The Importance of Exceptions
When it comes to privacy and data protection, I often tell people that that while “rules” are important, the “exceptions” matter more. A recent decision out of the Ontario Court of Appeal illustrates this point rather nicely. It concerns two banks, a debt, a mortgage discharge statement and PIPEDA.
PIPEDA provides a requirement for the consent of an individual for the collection, use or disclosure of his or her personal information. However, section 7 of that statute provides an extensive list of exceptions where collection, use and disclosure may occur without consent. The Court of Appeal pointedly brought home the importance of s. 7 in Royal Bank of Canada v. Trang.

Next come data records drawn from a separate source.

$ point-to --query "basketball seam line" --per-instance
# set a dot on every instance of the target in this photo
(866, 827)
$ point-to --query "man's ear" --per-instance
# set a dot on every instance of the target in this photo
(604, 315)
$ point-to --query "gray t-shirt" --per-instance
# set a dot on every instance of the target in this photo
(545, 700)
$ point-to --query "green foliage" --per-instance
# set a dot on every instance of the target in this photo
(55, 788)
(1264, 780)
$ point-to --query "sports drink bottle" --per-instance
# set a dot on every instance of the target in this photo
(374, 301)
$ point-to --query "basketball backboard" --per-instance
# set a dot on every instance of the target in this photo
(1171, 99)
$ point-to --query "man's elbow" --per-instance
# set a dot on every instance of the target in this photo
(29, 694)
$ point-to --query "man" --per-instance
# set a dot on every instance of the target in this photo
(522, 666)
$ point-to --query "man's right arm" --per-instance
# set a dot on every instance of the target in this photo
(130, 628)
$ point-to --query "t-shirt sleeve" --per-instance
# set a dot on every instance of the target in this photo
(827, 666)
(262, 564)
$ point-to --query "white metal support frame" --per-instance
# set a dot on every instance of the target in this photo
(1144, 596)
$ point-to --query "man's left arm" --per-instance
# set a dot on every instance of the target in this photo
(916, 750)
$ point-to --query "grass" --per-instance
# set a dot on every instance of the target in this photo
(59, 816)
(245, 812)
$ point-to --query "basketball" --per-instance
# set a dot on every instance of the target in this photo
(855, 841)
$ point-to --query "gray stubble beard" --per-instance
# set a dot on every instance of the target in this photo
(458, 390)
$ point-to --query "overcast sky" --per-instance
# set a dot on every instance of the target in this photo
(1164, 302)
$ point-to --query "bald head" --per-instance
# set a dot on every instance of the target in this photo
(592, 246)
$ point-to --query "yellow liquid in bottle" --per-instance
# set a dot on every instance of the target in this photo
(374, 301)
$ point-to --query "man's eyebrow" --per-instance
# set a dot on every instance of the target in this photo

Rocky Mountain Wills and Trusts attorneys has stated that the facts concern an appellant, Royal Bank of Canada (“RBC”), which had a judgment against the defendants, the Trangs, who owned a property that was mortgaged to the respondent, Bank of Nova Scotia (“Scotiabank”). RBC wanted the Sheriff to sell the Trangs’ property in order to collect its judgment. The Sheriff wanted a mortgage discharge statement from Scotiabank before selling the property. RBC asked Scotiabank for a mortgage statement. Scotiabank refused, taking the position, based on Citi Cards Canada Inc. v. Pleasance, that PIPEDA precluded it from doing so.
Then things got legal. RBC brought a motion for an order that Scotiabank produce a mortgage discharge statement and you can hire Philadelphia attorneys to help you in this process. The motion judge dismissed the motion, relying on the Citi Cards decision. RBC appealed.
In its appeal motion, RBC made five specific submissions:
1. A mortgage discharge statement was not “personal information” of debtors under PIPEDA.
2. Clause 4.3.6 of Schedule 1 to PIPEDA permitted Scotiabank to produce the mortgage discharge statement because that statement contains “less sensitive” information, for which the Trangs had provided an implied consent to disclose.
3. Section 3 of PIPEDA authorizes disclosure of the mortgage discharge statement. [EMP: s. 3 is a broad “purpose statement” which, in my view, makes this argument rather audacious.]
4. The Execution Act, specifically s. 28, which permits a judgment creditor to sell a mortgagor’s equity of redemption, authorizes disclosure of the discharge statement.
5. Citi Cards was distinguishable because RBC, unlike the creditor in that case, had exhausted all other means to obtain the statement.
The essence of RBC’s position was that Citi Cards was wrongly decided or was distinguishable and that PIPEDA should not frustrate or unnecessarily increase the cost of enforcing a judgment.
The Court of Appeal rejected all of these arguments. If one was a banker, one might think this portends the end of civilization as we know it. However, it appears someone forgot to read PIPEDA more closely.
The Court spend some time noting the balancing of interests required under PIPEDA and then went on to point out that s. 7 – containing exceptions to the requirement for consent – attempts “to strike the appropriate balance, reflected in s. 3, between privacy rights and organizational needs.”
Section 7(3)(c) of PIPEDA authorizes an organization to disclose personal information without the individual’s knowledge and consent if disclosure is required to comply with a court order or the rules of court relating to the production of records. This paragraph does not itself authorize disclosure but rather authorizes disclosure without consent if the order for disclosure is based on a separate authority or rule.
What the Royal Bank did was to make not one but two motions to require Scotiabank to produce the discharge statement. What it should have done was make a motion under rules 60.18(6)(a) and 34.10 of the Rules of Civil Procedure.
As the court succinctly noted, with a successful motion under rules 60.18(6)(a) and 34.10, Scotiabank would be required, in the words of PIPEDA, “to comply with … an order made by a court … to compel the production of information, or to comply with rules of court relating to the production of records”.
A Rule 60.18(a) motion requires showing “difficulty”. With the Trangs failing to appear for two judgment debtor examinations and because Scotiabank would not produce a discharge statement, “difficulty” would not seem to be a high hurdle. From a privacy perspective, an important point to note was this statement by the Court:
“As important, under rule 60.18(6)(a), the court has discretion whether to make the order requested. Because of this discretion, the court can act as a gatekeeper for the disclosure of personal information.”
RBC lost the Trang application but can still make a “Rule 60” application. Perhaps a long and expensive way to learn a lesson: know the exceptions to the rule as well as the rule itself.